Über die Reihenfolge der auszuführenden Bewegungen brauchte sie nicht mehr nachzudenken - nicht nach fünfzehn - nein, sechzehn und einem halben - Zyklen, während derer sie diese in beinahe jeder Hellphase begleitet hatten - seit ihrem ersten Tag in der Ausbildung für ihren Weg für das Ganze mit den Jaridian und den Elarian, den Schönen ...
Nässe begann sich auf ihrer Haut zu bilden, was sie gar nicht registrierte. Der Gedanke an die Elarian hatte eine Flut von Eindrücken in ihr ausgelöst, die die Erinnerungen an den furchtbaren Einsatz davon spülte, und einer davon war plötzlich so präsent, daß er sich nicht wieder vertreiben ließ, obwohl auch er alles andere als erfreulich war.

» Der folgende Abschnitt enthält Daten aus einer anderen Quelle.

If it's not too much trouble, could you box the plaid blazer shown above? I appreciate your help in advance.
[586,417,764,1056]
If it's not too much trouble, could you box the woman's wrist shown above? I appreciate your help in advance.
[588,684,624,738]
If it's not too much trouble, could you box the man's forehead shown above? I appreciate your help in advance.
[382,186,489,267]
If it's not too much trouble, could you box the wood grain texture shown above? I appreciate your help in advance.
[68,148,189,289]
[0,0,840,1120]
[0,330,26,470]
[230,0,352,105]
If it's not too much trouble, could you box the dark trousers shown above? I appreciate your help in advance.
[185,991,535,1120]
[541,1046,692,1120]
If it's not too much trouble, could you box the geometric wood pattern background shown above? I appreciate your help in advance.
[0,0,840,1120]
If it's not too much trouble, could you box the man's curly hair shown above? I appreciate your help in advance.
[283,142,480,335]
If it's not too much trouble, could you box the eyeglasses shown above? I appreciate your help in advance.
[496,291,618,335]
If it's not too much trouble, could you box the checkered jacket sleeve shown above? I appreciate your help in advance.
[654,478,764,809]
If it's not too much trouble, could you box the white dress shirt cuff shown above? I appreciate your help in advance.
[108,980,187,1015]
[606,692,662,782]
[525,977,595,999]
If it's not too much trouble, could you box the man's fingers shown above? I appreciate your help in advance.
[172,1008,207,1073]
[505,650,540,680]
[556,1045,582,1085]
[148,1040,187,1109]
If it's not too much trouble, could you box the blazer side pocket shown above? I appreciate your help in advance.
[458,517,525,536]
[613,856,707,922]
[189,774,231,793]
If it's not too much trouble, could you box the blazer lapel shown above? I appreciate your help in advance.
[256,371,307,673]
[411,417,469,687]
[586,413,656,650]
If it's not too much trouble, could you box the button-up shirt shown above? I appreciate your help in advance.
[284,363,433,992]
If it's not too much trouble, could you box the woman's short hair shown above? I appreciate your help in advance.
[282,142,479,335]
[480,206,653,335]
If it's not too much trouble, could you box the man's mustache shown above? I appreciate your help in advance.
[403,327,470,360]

Das Bild ihrer selbst, völlig erschöpft in einem leeren Frachtraum des Ausbildungskreuzers, der im Einflußbereich der Elarian trieb - ihr noch dichtes grünes Fell klebte am Körper, und sie war außer Atem, obwohl sie sich körperlich kaum gerührt hatte ...
Gerade war das Mutterschiff, in dessen zentralem Gang zur Brücke sie, in der holographisch generierten Gestalt eines Zhawi, verzweifelt versucht hatte, der davon strömenden Lebensenergie eines Taelons Einhalt zu gebieten, was ihr schlußendlich auch gelungen war, um sie zerplatzt, und der Elarian in ihr, der all dies geschaffen hatte, ließ sie wissen: „Es tut mir leid, aber Du bist gerade zum dritten Mal tot.”
Sie hatte, als ihre Angst, dem Verletzten nicht helfen zu können und ihn zu verlieren, zu groß wurde, jegliche Vorsicht vergessen. Sie hatte ihre Barriere fallen lassen, den undurchdringlichen geistigen Schild in Form der Vorstellung einer massiven Mauer aus grün gemasertem Gestein, den sie sich in den vergangenen anderthalb Zyklen unter dem freundlichen, aber unbarmherzigen Diktat der Elarian antrainiert hatte ...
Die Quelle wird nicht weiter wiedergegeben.